Metti un Cristo troppo umano sulla croce (Scorsese), e fai incazzare i neri del Bible Belt, che lo vogliono inarrivabile e divino. Metti un Cristo troppo bianco sulla croce (Mel Gibson), e fai incazzare gli ebrei, che lo trovano troppo antisemita. Metti un Cristo troppo nero sulla croce - è questo il caso di oggi - e fai incazzare i bianchi, che si sentono offesi e degradati. (Se poi vuoi farli incazzare tutti insieme, metti in croce un Cristo donna, come fece una scultrice americana qualche anno fa, e lì il putiferio è assicurato. Ma questo un altro discorso.)
Oggi tocca, come dicevamo, al regista sudafricano Mark Dornford-May giocarsi la carta dell'iconoclasta, appendendo alla croce l'attore africano Andile Kosi, nel film "Son of Man" (Figlio dell'Uomo), in concorso al Sundance Film Festival.
Ecco quindi che il film "palesemente dissacratore" perde tutta la sua forza ... ... già in partenza, presentandosi nel tempio convenzionale della dissacrazione per eccellenza: Sundance infatti è il festival cinematografico "alternativo", che da anni lancia i finti rivoluzionari dello schermo, per poi subito inghiottirli e metabolizzarli nella grande macchina produttiva - Hollywood - che sta a poche centinaia di chilometri di distanza.

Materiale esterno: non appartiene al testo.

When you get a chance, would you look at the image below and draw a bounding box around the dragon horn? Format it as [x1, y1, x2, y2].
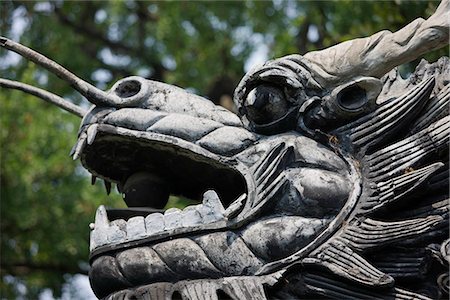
[0, 36, 120, 106]
[304, 0, 450, 86]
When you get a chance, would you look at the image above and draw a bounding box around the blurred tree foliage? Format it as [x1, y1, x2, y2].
[0, 0, 448, 298]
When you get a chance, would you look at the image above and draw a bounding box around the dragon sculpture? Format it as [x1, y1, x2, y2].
[0, 1, 450, 300]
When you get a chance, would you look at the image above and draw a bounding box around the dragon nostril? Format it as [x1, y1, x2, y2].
[114, 80, 141, 98]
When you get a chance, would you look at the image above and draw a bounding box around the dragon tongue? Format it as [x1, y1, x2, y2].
[202, 190, 225, 215]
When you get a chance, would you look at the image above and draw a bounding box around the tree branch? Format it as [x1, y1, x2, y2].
[0, 78, 86, 118]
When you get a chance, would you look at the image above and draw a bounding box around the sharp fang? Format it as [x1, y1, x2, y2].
[94, 205, 109, 230]
[87, 124, 98, 145]
[103, 180, 111, 195]
[203, 190, 225, 215]
[73, 133, 87, 160]
[224, 193, 247, 218]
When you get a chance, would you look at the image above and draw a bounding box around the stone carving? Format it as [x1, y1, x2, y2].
[0, 1, 450, 299]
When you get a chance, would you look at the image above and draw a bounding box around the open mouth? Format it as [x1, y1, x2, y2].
[75, 124, 255, 257]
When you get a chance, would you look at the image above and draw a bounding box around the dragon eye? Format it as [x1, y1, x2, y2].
[244, 85, 289, 125]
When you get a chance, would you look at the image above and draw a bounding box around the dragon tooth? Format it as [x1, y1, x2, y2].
[127, 216, 146, 239]
[103, 179, 111, 195]
[203, 190, 225, 215]
[87, 124, 98, 145]
[224, 193, 247, 218]
[164, 208, 181, 230]
[197, 205, 224, 224]
[181, 206, 202, 227]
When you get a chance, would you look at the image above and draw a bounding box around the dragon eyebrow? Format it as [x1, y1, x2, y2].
[0, 36, 114, 105]
[0, 78, 87, 118]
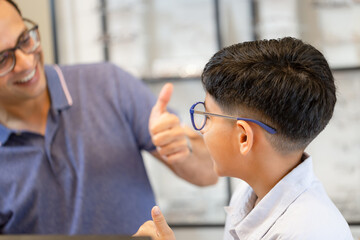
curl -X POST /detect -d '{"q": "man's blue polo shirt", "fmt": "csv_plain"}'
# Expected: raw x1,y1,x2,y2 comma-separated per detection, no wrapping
0,63,156,234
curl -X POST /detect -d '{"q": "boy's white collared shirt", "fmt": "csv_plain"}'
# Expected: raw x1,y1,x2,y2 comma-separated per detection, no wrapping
224,156,353,240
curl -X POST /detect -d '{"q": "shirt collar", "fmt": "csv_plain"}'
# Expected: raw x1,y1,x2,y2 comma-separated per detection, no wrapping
230,154,315,239
45,65,72,110
0,65,72,146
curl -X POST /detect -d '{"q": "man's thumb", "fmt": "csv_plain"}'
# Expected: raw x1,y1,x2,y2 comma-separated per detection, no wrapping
151,206,175,239
153,83,173,114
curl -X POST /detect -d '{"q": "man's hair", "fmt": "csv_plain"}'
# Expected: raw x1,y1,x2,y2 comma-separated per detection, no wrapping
5,0,22,16
202,37,336,152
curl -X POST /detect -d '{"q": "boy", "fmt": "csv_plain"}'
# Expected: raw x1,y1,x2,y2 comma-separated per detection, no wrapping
137,38,352,239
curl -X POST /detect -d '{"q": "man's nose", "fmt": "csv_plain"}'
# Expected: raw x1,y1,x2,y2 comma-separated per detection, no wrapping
13,49,35,72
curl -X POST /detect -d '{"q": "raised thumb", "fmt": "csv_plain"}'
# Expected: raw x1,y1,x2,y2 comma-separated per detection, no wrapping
151,206,175,239
153,83,174,115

Alberto Moravia diceva "il ruolo sociale dell'artista è quello di essere antisociale".
E' invece interessante notare come, in un mondo in cui domina il pensiero "scientifico", guidato da esseri "razionali", pieno zeppo di sedicenti "atei", costellato di "stati laici", che godono tutti pomposamente della "separazione fra Stato e Chiesa", un argomento come quello del Cristo sia in grado di accendere regolarmente delle polveriere praticamente inesauribili.
Mark Dornford-May ha collocato la sua storia in un ipotetico stato africano moderno, facendo del protagonista - un poveraccio qualunque nato in una bidonville qualunque - un vero e proprio rivoluzionario, con tanto di mitra in braccio. "Cristo era nato in un paese oppresso e occupato - ha detto il regista - ma predicava l'uguaglianza, e questo non piaceva molto a chi comandava in quel momento". Ecco quindi il parallelo con la moderna Africa, oppressa e depredata dall'occidente, che la mantiene in costante stato di guerra e di sudditanza.
Sai che idea.
Eppure il regista la racconta come uno che avesse appena scoperto la cura per il cancro, o trovato la soluzione al quinto Teorema di Euclide. Ma poi si tradisce da solo, rivelando la più bieca ipocrisia conformista, quando ci dice che "comunque il mio Cristo è di origine divina, e sua madre rimane una vergine".
Ti pareva. L'Africa travolta dall'AIDS, che non ha nemmeno l'autorizzazione ad usare il preservativo, aveva giusto bisogno di un Cristo la cui madre non ha mai dovuto confrontarsi con i più elementari problemi anticoncezionali. (Metti che ti toccava pure prendere posizione, a quel punto….)
"Però la mia Maria ha abbastanza personalità da mettersi a discutere con gli angeli", aggiunge il regista, con un sussulto tardivo che sa di coda di paglia lontano un miglio.
Va bene, vediamoci anche questo Cristo nero allora. Quando saremo arrivati al Cristo jamaicano, con lo spinello in bocca, il volto di Madonna tatuato sul bicipite, e il baschetto alla Che Guevara sulle ventitrè, sapremo di essere finalmente alla frutta.
Mentre tutti tornano ad azzuffarsi sull'icona tramandataci dalla storia - era bianco, era nero, o era verde? - senza scavare di un solo millimetro nella sostanza, nessuno pare ancora volersi occupare di quale sia stato, almeno secondo i documenti storici oggi disponibili, il vero messaggio lasciato da quel signore - divino o umano che fosse - che rispondeva, con tutta probabilità, al nome di Jeshua ben Pandera.